KMT nixes Keelung mayoral nomination
By Katherine Wei ,The China Post
July 10, 2014, 12:01 am TWN
TAIPEI, Taiwan -- The ruling Kuomintang (KMT) yesterday retracted Keelung mayoral hopeful Huang Ching-tai's (黃景泰) nomination to run for the position in the upcoming seven-in-one elections in its Central Standing Committee meeting.
The decision was reportedly finalized with pronounced efficiency during the meeting, as Huang's previous actions were damaging to the KMT's reputation, noted KMT Vice Chairman and Taipei Mayor Hau Lung-bin (郝龍斌).
Huang was summoned by prosecutors for questioning in mid-June over corruption allegations. Prosecutors attempted three times to detain him, but the speaker was released on bail by the district court. Huang has maintained that the allegations were part of an attempt to sabotage his chances of winning the race.
Before the vote that would ultimately strip Huang of his right to represent the KMT to run for Keelung mayor, a committee member allegedly suggested that Huang be allowed a one-week grace period, but the suggestion did not stand after the KMT confirmed that Huang insisted on running in the elections.
The retraction of Huang's right to run for Keelung mayor was proposed by Hau, Central Standing Committee members Hsieh Lung-chieh (謝龍介), Tseng Wen-pei (曾文培) and Hsu Chiao-hsin (徐巧芯).
According to the KMT, it had appointed Huang to run for Keelung mayor in a Central Standing Committee meeting held on Jan. 22, as Huang had come out first in public surveys; but the original appointment was invalidated after yesterday's vote.
KMT spokesman Charles Chen (陳以信) stated that 21 KMT members spoke out in support of the proposal during the meeting.
There were two ways the KMT considered dealing with Hau's proposal. The first was to postpone the vote to one week later, and the second was to inform Huang of the party's proposal and hopefully persuade him to reconsider his election bid.
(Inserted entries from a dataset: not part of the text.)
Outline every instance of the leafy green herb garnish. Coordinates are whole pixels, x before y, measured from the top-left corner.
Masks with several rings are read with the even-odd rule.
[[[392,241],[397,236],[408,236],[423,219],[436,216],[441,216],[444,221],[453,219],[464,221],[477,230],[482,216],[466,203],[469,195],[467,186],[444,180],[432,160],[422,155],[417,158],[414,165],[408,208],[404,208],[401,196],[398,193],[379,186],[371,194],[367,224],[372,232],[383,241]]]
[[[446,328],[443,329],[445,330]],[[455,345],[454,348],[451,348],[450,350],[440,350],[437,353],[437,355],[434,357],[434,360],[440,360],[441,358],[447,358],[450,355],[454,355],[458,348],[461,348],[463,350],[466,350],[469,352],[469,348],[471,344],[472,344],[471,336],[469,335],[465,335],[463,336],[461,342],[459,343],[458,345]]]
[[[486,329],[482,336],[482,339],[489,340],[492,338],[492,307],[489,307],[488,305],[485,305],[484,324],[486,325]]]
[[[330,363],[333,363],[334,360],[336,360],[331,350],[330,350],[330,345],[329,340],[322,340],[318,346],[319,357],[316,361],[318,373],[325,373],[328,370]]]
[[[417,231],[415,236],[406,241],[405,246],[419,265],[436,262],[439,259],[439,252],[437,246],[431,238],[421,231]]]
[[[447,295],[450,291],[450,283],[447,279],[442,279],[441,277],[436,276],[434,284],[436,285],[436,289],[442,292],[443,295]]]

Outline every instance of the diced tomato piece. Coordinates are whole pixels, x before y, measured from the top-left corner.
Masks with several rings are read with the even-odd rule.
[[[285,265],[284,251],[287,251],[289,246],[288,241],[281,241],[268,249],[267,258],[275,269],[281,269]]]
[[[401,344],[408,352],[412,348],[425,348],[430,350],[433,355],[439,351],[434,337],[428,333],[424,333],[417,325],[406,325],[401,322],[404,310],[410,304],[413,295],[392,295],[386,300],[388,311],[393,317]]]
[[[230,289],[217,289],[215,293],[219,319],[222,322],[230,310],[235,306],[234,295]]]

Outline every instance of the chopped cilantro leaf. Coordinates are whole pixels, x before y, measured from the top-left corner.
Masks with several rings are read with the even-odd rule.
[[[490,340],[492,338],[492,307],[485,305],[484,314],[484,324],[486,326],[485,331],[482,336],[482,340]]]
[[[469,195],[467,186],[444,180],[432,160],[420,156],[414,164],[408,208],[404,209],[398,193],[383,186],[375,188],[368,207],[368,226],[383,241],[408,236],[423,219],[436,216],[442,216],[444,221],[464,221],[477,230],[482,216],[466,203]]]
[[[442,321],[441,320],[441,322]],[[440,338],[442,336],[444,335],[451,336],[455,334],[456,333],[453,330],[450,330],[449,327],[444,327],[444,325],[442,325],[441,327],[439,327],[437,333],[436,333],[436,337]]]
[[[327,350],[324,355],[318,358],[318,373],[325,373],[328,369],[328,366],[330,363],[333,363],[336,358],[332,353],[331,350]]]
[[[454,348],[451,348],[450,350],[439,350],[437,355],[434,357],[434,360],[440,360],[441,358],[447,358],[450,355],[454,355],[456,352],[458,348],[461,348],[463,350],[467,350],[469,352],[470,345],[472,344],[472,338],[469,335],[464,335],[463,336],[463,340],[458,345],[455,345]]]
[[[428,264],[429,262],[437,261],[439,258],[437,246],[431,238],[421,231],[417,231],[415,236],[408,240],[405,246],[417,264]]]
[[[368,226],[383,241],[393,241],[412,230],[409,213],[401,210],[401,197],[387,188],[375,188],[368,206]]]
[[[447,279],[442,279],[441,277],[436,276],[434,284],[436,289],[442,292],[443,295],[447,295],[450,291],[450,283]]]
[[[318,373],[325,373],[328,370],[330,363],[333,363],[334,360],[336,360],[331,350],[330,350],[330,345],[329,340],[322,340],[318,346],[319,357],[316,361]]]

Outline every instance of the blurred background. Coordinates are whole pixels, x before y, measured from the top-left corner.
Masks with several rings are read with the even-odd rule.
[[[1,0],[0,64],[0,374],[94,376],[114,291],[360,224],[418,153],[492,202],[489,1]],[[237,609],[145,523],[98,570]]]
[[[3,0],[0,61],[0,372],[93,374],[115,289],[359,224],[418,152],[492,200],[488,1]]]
KMT Vice Chairman Tseng Yung-chuan (曾永權) called Huang during the meeting, explaining the proposal and inquiring if Huang's decision to run for Keelung mayor had changed. “If Huang had decided not to run for mayor, the committee would not have passed the proposal,” said Chen, who added that the following procedures would be handled as soon as possible.
Painful Decision: Ma
Huang's reputation and approval rates dropped dramatically after the corruption allegations, and the case could also damage the KMT's image, explained Hau in his proposal.
The decision came just one day after New Taipei Mayor Eric Chu (朱立倫) stated that the KMT is actively considering whether to nominate another candidate to run in the Keelung mayoral race.
Both Hau and KMT Chairman Ma Ying-jeou expressed frustration over the decision. “This is a painful yet necessary decision for us. If we didn't do it, it would damage the party even more,” Chen reported Ma as saying.